Combustible Russia

From a column by Alexendros Petersen of CSIS in the Wall Street Journal:

The third combustible state may at first seem surprising, but it presents the greatest threat to U.S. strategic interests in the long term. According to the conventional view, Russian President Vladimir Putin’s growing authoritarian grip has brought stability and prosperity — hence his sky-high approval ratings — even as vast sections of the economy are effectively nationalized and the opposition and media are quashed. These developments create a stable, if overly confident Russia in the short term. But they are also a sign of Russia’s underlying combustibility. More than any other country in the world, Russia faces a long-term demographic crisis: The population of ethnic Russians declines by more than one million every year. Meanwhile, the number of Muslims in Russia, from the Caucasus, Central Asia and the Middle East, is surging through immigration and high birth rates. The response of many Russians is racist nationalism, in many cases encouraged by the state. The respected human rights group Memorial has linked Kremlin-supported youth group Nashi, which runs summer camps where white, Orthodox, ethnic Russians are encouraged to breed, to numerous hate crimes. As ethnic and religious minorities become majorities in a number of key neighborhoods, districts and towns, a counter-nationalist backlash brews. President Putin and his possible successors know this, and the strengthening of central power is part of a bid to prevent the biggest potential combustion of all: the Balkanization of Russia’s over 160 ethnic groups. Yet their clamp down could also exacerbate the tension.

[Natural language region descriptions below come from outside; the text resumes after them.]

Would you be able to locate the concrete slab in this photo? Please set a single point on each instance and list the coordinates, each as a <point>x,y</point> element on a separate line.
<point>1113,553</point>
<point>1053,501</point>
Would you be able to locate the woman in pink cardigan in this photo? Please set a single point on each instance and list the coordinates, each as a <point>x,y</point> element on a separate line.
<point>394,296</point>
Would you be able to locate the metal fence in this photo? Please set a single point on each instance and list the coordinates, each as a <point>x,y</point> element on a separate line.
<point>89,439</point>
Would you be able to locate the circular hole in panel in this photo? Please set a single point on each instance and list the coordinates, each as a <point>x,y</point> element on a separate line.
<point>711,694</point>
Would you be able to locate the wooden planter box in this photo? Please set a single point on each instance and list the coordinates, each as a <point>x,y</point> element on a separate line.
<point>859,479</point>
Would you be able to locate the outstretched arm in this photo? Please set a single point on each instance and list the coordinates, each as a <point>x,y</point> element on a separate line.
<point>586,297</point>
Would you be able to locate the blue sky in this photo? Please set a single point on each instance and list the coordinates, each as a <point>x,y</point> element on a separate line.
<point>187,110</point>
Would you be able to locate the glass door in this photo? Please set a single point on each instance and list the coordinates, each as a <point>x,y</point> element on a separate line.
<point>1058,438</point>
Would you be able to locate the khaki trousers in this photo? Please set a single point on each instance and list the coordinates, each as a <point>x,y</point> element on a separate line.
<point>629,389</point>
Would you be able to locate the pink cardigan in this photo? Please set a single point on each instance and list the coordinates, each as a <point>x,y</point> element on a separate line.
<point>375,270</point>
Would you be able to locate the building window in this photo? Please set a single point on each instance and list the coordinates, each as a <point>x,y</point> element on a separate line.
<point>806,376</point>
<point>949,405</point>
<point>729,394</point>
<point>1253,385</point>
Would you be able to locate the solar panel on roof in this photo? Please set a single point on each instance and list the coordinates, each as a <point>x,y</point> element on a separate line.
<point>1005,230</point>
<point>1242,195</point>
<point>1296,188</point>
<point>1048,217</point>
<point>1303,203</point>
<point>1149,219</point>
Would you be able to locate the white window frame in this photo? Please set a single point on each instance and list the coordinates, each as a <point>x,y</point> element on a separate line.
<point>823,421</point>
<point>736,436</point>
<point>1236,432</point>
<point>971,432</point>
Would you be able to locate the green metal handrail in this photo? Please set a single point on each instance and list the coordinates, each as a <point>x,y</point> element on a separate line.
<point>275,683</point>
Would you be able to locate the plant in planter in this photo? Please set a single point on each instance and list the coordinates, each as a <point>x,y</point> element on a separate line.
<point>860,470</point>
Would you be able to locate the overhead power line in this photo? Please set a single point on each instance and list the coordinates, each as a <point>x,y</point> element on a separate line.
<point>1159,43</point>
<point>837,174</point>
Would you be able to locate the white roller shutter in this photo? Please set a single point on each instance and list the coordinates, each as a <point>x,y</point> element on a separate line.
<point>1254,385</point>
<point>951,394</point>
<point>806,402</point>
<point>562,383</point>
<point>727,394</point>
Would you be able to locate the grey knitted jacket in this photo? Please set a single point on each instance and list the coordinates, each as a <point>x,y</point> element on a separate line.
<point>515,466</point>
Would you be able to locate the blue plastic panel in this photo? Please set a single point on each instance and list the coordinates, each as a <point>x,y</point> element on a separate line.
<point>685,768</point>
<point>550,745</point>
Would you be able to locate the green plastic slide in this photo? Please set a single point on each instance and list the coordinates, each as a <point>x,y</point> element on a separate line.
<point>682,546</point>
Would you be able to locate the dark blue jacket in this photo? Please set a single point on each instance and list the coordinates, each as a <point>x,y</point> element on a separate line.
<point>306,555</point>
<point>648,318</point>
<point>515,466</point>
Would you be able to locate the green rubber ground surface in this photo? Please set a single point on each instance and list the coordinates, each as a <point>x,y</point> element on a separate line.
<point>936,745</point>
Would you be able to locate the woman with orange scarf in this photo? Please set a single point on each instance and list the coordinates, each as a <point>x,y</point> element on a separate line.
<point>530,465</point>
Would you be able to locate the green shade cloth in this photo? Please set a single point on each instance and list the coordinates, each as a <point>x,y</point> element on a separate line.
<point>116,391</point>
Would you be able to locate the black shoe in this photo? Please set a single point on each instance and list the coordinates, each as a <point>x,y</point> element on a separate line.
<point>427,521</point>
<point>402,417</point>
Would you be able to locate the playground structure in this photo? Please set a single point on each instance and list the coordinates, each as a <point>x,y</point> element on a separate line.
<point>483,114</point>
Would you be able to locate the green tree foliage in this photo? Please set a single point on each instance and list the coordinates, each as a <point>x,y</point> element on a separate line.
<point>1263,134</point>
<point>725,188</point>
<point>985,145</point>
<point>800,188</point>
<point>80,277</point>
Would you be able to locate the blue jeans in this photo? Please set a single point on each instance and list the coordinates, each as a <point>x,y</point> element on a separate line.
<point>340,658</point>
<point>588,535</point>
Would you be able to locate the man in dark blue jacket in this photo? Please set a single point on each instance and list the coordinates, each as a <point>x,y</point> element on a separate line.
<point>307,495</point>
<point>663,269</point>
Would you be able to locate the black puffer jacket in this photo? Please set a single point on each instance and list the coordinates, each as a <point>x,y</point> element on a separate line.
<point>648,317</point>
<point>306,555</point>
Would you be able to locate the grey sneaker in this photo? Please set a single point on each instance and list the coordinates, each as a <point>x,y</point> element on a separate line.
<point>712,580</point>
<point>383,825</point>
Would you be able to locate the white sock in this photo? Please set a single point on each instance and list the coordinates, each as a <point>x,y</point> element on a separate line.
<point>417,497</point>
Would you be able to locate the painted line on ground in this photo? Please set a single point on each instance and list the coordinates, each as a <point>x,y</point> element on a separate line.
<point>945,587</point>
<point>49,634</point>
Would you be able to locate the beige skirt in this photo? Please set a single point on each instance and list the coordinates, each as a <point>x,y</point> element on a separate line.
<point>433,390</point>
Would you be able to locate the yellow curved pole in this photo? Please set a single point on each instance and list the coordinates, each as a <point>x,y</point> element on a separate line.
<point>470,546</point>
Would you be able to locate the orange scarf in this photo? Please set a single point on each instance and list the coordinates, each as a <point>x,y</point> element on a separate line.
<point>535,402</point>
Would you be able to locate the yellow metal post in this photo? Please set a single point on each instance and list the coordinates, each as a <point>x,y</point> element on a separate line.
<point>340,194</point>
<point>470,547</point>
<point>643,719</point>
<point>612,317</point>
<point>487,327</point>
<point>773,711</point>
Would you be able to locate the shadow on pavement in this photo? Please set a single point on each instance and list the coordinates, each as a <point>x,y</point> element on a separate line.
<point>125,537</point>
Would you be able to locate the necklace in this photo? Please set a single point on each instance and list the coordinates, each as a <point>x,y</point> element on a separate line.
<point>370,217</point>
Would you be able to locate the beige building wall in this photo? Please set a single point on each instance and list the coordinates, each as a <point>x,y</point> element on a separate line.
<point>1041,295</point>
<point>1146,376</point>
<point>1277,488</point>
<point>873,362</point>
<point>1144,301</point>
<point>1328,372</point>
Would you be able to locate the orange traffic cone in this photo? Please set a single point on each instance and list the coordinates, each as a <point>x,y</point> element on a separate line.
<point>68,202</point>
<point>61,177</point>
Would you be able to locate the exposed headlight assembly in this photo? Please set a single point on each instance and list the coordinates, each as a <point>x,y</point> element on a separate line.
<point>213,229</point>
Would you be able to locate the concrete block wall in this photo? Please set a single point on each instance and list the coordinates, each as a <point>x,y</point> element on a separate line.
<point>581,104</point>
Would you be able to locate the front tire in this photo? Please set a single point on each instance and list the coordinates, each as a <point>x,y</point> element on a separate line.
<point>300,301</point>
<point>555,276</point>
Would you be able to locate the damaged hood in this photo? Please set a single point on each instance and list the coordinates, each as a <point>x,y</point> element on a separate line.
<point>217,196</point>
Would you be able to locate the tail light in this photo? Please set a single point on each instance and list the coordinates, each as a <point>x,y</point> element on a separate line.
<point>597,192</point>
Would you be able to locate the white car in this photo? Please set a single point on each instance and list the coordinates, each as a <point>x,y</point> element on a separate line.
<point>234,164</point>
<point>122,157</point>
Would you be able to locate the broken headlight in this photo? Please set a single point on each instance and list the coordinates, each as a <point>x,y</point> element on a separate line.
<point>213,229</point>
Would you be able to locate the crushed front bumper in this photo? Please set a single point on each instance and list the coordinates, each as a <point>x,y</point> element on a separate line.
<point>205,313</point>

Local government restrictions, limiting the number of Muslim vendors at outdoor markets, for example, only serve to deepen minority frustration. Such an explosion in Eurasia would have profound implications for U.S. and European energy security, transnational crime and migration flows across the continent, not to mention the fate of Russia’s poorly secured stockpiles of nuclear materials. The Bush administration’s wariness of failed states is justified, but combustible countries that could destabilize entire regions through their inbuilt instability should be the priority.